The days have gotten cool again, with lows in the mid 40s and highs in the low 60s.  It’s been a bit rainy on some days, too, but no great downpours.  The temperatures have been low enough that I can wear my rainsuit without sweltering.  Waldo and I are still walking in the mornings, but no more pre-dawn treks.  Even when it’s not raining, I’m wearing a light jacket to stay warm.  It’s amazing how fast the weather changes around here.  The forecast for next week has highs in the low 70s and lows in the mid 50s.  That’s within Waldo walking range, any time of the day.    Today, as we start out at ten AM, the temp is fifty-eight, there’s no rain, the skies are cloudy and there’s a breath of a breeze.  I’m comfy in my jacket and look forward to our walk without drowning in sweat or sloshing in puddles.

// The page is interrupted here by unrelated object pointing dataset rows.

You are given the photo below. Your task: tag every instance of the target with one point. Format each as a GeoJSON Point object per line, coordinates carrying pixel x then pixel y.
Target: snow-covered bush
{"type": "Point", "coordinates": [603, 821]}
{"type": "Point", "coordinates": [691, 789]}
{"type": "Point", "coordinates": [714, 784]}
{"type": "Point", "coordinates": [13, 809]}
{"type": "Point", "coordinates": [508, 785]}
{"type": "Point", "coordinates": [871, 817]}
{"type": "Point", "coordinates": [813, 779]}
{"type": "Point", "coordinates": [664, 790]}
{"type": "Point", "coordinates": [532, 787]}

Despite the lower temperatures, the leaves are still mostly green – although I can see, off in the distance, rare small patches of red in the tree tops.  There’s been no freezes yet to force the issue.  On the ground are a few dead leaves and branches left there by recent moderate winds.  Hurricane Lee stirred up some good breezes a week or so ago as it brushed by us in a glancing blow, but they’ve gone now.  It won’t be too much longer and the rail-trail will turn into the yellow brick road because of fall, but not yet.  The one thing that does show that autumn is soon upon us are the many shriveled weeds now bearing balls of seeds in burrs, just off the side of the trail.  Common burdock, in particular, drives Waldo nuts when its offspring get tangled in his fur.

I enjoy being out here in the woods this time of year, watching as Mother Nature prepares to sleep for the winter.  The black walnut trees drop their green fruit on the ground, which I like to kick down the tarmac as we walk along.  Soon, the mighty oaks will be throwing their acorns at us in handfuls.  There’s some on the ground now, but in a few weeks, I won’t be able to go outside without hearing a thunk as one smacks a car parked below.  Here are some small dents in the roof of my car from previous years and I can’t think of any other way they might have gotten there.

I like to guess which trees will color-out first.  Maples start the show, of course, and sometime later come the oaks.  But I haven’t yet worked out the sequence for the sumacs, birches, aspens, sassafras, hickory and all the others.  Once the coloration is done, I try to guess who will be dropping their leaves first and last.  I remember, a while back, being puzzled by seeing so many oak leaves on the ground, and yet finding only maples growing nearby.  That puzzle was solved by looking up.  You don’t see many oak leaves close to the ground because their branches reach skyward in inverted cones, producing canopies high off the ground where their leaves are hard to identify.  Maples, on the other hand, have more of a spherical shape, with plenty of leaves down low and in your face.

It’s hard to tell if Waldo notices any of this going on.  He seems to be completely oblivious to the presence of the damn common burdock burrs as he sidles up to what’s left of the bushes, doing his Waldo thing.  I don’t think he’s even drawn a correlation between the plants and the annoying spikey balls that get all wrapped up in his hair.  He just walks along and then stops to turn and bite at the aggravating, unwanted irritation in his side, leg, back, neck, or any other place they congregate.  It’s like they just beamed into existence just to annoy him.

He does have a doggy sense of the passage of time though.  He knows when it’s time to go to bed, to eat and to go out for a walk, for example.  I wonder if he notices the differences in how the world smells as the seasons come and go and how those differences evolve as the year ages on.  I’ll bet he does – he sees the world through his nose, you know.

At the moment, we seem to be in a kind of an uncertain hiatus – a kind of escheresque transition, not summer anymore and not yet fully autumn either.  Not even the weather can decide whether to be warm or cool.

It’s September, out here in the woods.

 

…although, there is some color here and there.